Sunday, October 25, 2009

Elusive for One Single Impression

This poem popped into my head as soon as I saw the prompt. I wrote it almost 20 years ago when I first started writing poetry and everything had to rhyme. What on earth I was upset about, I have no recollection. Maybe nothing since I remember that winter in Bradenton as being a really pleasant one. Maybe I was just exercising my poetic license to be dramatic.
- - - - - - - - - - - - - - - -

Barren

My heart is a part of the desert.
My soul is a hole in the sand.
My cares and affairs are all shriveled
suppressed by this desolate land.

My need is the greed of the thirsty.
My wants are the haunts of the mind.
Desires are spires of longing
elusive, delusive, and blind.

3/16/91
Bradenton, Florida

22 comments:

SandyCarlson said...

Desires...how they shape the soul in their elusive way.

PS the Pratsie said...

This can make sucha lovely sad song ! lovely :)

Loch Rob said...

To be thirsty and lost in the desert. Blind desire, driven by needs and wants.

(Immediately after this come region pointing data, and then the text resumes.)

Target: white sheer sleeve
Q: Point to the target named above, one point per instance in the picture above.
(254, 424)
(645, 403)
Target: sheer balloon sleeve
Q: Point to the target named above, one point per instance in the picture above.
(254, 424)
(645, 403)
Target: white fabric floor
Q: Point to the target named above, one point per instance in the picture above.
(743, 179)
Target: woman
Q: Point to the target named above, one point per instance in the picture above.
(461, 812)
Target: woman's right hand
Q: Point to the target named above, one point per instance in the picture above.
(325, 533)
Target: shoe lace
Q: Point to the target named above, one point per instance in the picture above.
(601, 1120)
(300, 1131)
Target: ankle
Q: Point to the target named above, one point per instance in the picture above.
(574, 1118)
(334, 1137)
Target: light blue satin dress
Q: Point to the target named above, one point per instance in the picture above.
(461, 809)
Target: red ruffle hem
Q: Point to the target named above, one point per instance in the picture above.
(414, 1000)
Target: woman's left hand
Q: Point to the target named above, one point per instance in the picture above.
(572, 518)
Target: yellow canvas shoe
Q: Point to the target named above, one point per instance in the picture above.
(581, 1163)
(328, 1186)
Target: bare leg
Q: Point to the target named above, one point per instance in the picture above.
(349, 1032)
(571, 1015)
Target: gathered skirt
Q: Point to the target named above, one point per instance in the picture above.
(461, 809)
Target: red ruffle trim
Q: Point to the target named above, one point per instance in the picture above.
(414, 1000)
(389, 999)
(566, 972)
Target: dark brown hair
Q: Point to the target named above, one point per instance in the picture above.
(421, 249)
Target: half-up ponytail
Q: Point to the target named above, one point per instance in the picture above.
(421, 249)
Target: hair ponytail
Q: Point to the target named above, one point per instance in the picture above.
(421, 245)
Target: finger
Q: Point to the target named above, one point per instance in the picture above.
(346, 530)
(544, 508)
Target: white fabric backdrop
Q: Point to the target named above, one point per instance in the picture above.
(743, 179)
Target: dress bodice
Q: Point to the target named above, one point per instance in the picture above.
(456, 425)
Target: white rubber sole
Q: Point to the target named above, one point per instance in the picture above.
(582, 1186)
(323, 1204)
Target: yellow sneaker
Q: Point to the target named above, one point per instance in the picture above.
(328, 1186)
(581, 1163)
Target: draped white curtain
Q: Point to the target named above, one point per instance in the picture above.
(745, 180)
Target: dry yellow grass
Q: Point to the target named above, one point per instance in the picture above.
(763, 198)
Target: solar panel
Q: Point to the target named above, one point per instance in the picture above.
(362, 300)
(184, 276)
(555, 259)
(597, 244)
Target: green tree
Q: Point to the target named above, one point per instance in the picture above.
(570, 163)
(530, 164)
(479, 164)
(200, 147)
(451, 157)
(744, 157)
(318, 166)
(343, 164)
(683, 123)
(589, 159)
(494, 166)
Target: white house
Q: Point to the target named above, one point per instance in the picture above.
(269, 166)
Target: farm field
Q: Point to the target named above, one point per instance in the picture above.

Very well done!

Jeeves said...

Wow.....

Amias (ljm and liquidplastic) said...

20 years ago huh ... well you took some very good poetic license here. I especially love the way you used elusive, delusive and blind ... that is so true for many today!

Sherri B. said...

The rhyming makes it flow so beautifully...and the words have such depth and meaning. Wonderful!

Glowby said...

This flows so naturally. Yes, like a song.

anthonynorth said...

Great flow to this, and real depth, too.

if said...

words full of feeling...

Felicity said...

Perhaps it's because I've been feeling rather despondent lately, but this poem really touched me. I could relate to it very well. Thank you for sharing this. :)

Cassiopeia Rises said...

Oh yes how true your words are. Well done.

love, Melanie

Maggie said...

Your pen sure was not barren as this poem flowed so well and it is timeless.

Jim said...

Hi Linda, you ending is extra nice in my book, "Desires are spires of longing elusive, delusive, and blind." I still like the rhyme and meter thing here too.
..

Tumblewords: said...

Two decades old and this piece still hooks and leads. Nice, oh nice!

JP/deb said...

Definitely a dramatic poem! Funny after 20 years you have no connection to the emotional history of this poem ... I've been there!

Cheers,
JP/deb

Yellow Tulip said...

wow:)...very lovely poem dear:)..jus loved it:)...

Jukota said...

I don't write many rhyming poems, but I love a good one, and this one was awesome! My favorite line: My soul is a hole in the sand... Wow!

Anonymous said...

yeah!this longing is so tough..

very nice post..

Anonymous said...

Glad you kept it. I think we have all felt that way at one time or another.

Anonymous said...

sad.. so poetic!! desires are elusive, delusive and blind. indeed they are!

Tammie Lee said...

this is a wonderful piece of accountability for desires, needs and wants.
Fun that you pulled out an old piece.
Spirithelpers

Patti said...

I love the line "My wants are the haunts of the mind." ...this is very true. Nicely written!